Im Pavillon wird gebastelt, die Elsterwerkstätten bieten Blumenpflanzen feil, und in der Scheune laden die „Gartenfreunde West“ zur Verkostung ein: leckerer Melde-Salat, Rhabarber-Minze-Konfitüre und anderes mehr – alles Marke „Eigen-Anbau“. Im Garten lässt sich Günter Höse aus Malitschkendorf mit seiner Hildegard schon das zweite Stück Hefekuchen schmecken. „Endlich gibt's den wieder. Im Winter hatte ich schon Entzugserscheinungen“, verrät er schmunzelnd. Beide sind mit dem Auto nach Kleinrössen getourt, während ihre Tischnachbarn – die Krügers – dieselbe Strecke mit dem Drahtesel unterwegs waren. Das sei viel besser als in der Benzinkutsche, bekunden sie. Von den mehr als 50 Hefekuchen sind am späten Nachmittag übrigens nur noch wenige Krümel übrig, um die sich die Spatzen streiten.

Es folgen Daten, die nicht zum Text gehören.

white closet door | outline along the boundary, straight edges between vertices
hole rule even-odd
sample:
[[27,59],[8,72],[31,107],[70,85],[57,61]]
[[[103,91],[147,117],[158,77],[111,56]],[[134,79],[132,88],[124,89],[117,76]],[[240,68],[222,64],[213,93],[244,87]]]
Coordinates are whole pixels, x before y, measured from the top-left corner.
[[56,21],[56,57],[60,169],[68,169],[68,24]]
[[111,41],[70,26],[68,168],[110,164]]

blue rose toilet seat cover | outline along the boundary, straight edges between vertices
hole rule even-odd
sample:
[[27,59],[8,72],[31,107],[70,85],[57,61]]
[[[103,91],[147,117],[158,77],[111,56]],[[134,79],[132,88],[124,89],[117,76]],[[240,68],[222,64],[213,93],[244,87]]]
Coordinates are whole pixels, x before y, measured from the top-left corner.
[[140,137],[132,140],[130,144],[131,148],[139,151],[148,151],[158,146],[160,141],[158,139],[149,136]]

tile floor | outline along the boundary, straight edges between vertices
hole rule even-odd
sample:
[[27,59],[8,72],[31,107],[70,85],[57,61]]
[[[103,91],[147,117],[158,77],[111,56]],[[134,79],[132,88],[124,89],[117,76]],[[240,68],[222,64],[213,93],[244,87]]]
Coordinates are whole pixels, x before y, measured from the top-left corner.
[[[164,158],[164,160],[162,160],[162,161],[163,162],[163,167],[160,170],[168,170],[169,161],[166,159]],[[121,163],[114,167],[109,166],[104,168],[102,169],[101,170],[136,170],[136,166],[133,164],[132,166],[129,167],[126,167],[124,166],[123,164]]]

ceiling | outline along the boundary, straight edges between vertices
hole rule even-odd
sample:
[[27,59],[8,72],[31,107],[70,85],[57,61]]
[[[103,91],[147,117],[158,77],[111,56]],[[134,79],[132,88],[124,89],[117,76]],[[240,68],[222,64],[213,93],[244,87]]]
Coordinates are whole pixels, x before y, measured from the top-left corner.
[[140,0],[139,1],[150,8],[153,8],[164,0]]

Gegen 16 Uhr lichtet sich das bunte Treiben auf der Wiese, aber nur deshalb, weil ein Großteil der Besucher das Ensemble „pro musica“ hören möchte, das im kleinen Kirchlein ein Chorkonzert gibt. Opa Peter Wock aus Tröbitz hat jetzt Platz am Basteltisch und hilft dem fünfjährigen Enkel Vincent beim Ausmalen eines Gips-Osterhasen. Was Christina Lehmann besonders freut: Neben vielen Stammgästen sind auch zahlreiche Besucher zum ersten Mal im Naturschutzzentrum, so wie Familie Schulz aus Bad Liebenwerda. Zum Familiensonntag am 29. Mai zeigen Landfrauen fast vergessene Künste aus der Region. Das Thema lautet dann: „Die Natur des Jahres.“ Gabi Zahn

(Elbe-Elster-Rundschau, 26.04.2011)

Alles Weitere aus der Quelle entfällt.